Aller au contenu

Les Propos d’Alain (1920)/Tome 2/168

La bibliothèque libre.
Editions de la Nouvelle Revue Française (2p. 222-223).
◄  CLXVII.
CLXIX.  ►
CLXVIII

L’Inconnaissable, dit Barrès. D’autres disent le Mystère. Voilà ce que représenterait l’église du village. Chanson trop connue ; ce n’est pas tout à fait cela. L’Inconnaissable a un temple dans la nature des choses ; c’est sous le ciel et loin des hommes qu’il y faut penser. C’est sur le rivage de la mer, au bord du torrent, ou en vue des montagnes neigeuses qu’il faut saisir la Nécessité. Et encore est-elle mal nommée Inconnaissable, car nous la connaissons assez bien ; ce qui serait inconnaissable, c’est le dessein que l’on voudrait chercher dans ces choses qui s’engrènent et se poussent et se retiennent les unes les autres ; mais mieux on les comprend, moins on y cherche une fin et une volonté ; c’est ainsi. Ce sont les jeux de l’imagination qui nous ramènent à une ambiguïté impossible ; c’est ainsi ; cela ne pouvait être autrement ; il n’y a de mauvais vouloir ni dans les eaux, ni dans les terres, ni dans le vent ; ni mauvais vouloir ni aucun vouloir. Ni justice ni injustice dans les choses. Et celui qui n’a pas réglé ses jugements sur ce spectacle de la Nécessité est encore éloigné de la haute culture.

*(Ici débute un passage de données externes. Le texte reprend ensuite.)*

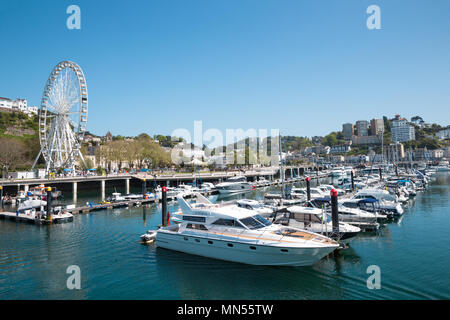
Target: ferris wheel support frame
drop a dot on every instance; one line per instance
(60, 144)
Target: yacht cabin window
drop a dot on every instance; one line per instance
(196, 226)
(228, 223)
(255, 222)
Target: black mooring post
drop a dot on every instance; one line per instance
(144, 187)
(334, 212)
(164, 205)
(308, 188)
(49, 204)
(1, 198)
(353, 181)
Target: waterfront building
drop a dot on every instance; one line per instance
(376, 127)
(19, 105)
(446, 151)
(437, 154)
(361, 140)
(443, 134)
(421, 154)
(394, 152)
(401, 130)
(362, 128)
(340, 149)
(418, 121)
(108, 136)
(347, 131)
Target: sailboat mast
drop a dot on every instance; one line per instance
(281, 168)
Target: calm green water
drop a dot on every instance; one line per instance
(412, 253)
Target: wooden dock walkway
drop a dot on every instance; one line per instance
(31, 218)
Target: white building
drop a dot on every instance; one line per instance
(401, 130)
(20, 105)
(443, 134)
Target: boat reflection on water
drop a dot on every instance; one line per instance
(183, 272)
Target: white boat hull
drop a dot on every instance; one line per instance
(241, 252)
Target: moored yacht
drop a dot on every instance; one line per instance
(234, 185)
(227, 232)
(314, 220)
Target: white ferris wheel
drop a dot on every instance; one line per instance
(63, 116)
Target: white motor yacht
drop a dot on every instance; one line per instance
(262, 209)
(30, 203)
(387, 202)
(227, 232)
(234, 185)
(314, 220)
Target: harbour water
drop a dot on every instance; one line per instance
(412, 254)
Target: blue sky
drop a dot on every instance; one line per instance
(304, 67)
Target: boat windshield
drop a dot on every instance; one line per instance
(255, 222)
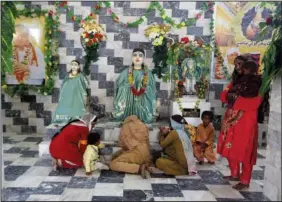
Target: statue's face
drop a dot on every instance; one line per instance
(74, 66)
(137, 58)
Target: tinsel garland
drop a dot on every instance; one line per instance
(92, 55)
(153, 5)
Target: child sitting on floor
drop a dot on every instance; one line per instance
(203, 145)
(91, 158)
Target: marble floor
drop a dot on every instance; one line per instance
(29, 178)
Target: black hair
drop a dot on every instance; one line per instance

L’église de village enseigne tout à fait autre chose, qui n’est point inconnaissable, mais qui est parfaitement connaissable au contraire, c’est la justice. La Nécessité joue ses drames aussi dans la cité des hommes. Il y a les passions ; il y a l’inégalité ; il y a la guerre. Mais les hommes ont une autre vie ; ils savent que cela ne devrait pas être. Quand celui qui a raison est vaincu, il a raison tout de même ; quand un homme méprisable se trouve fort et riche, il est méprisable tout de même ; et si j’ai fait une bassesse qui m’a mieux servi que vingt ans de probité et de dignité, c’est une bassesse tout de même. Ainsi le fait ne décide pas de tout. Il y a un ordre de l’esprit, selon lequel le juste triomphe, sans gardes ni hallebardes. Cela n’est pas mysténeux, mais très clair au contraire. C’est pour y penser tous ensemble et pour le dire tous ensemble que les hommes vinrent aux églises. Non pas en plein air, où l’on sent trop les forces, mais dans l’œuvre humaine, dans la force humaine représentée avec son vrai visage humain, qui est symétrie, rosace et équilibre. Et dans un lieu sonore, qui grossissait les paroles.

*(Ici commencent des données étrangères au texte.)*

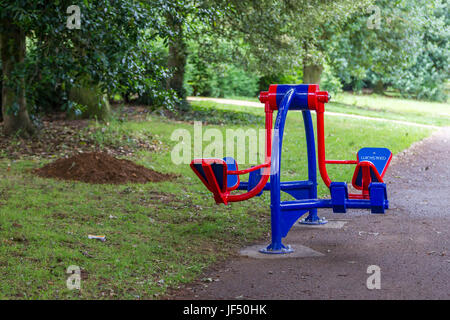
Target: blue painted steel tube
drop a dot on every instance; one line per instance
(284, 185)
(275, 174)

Comment les marchands s’y établirent, et y vendirent de la résignation, c’est assez connu. Et il peut bien arriver que quelque poète triste y vienne pour désespérer. En quoi il lit mal dans ce livre de pierre, qui signifie clairement vie commune et volonté commune, contre toutes les forces du monde. À prendre ainsi les choses on comprend bien qu’un esprit élégant, qui accepte si bien l’injustice, ait tourné prudemment autour de son sermon sans y entrer.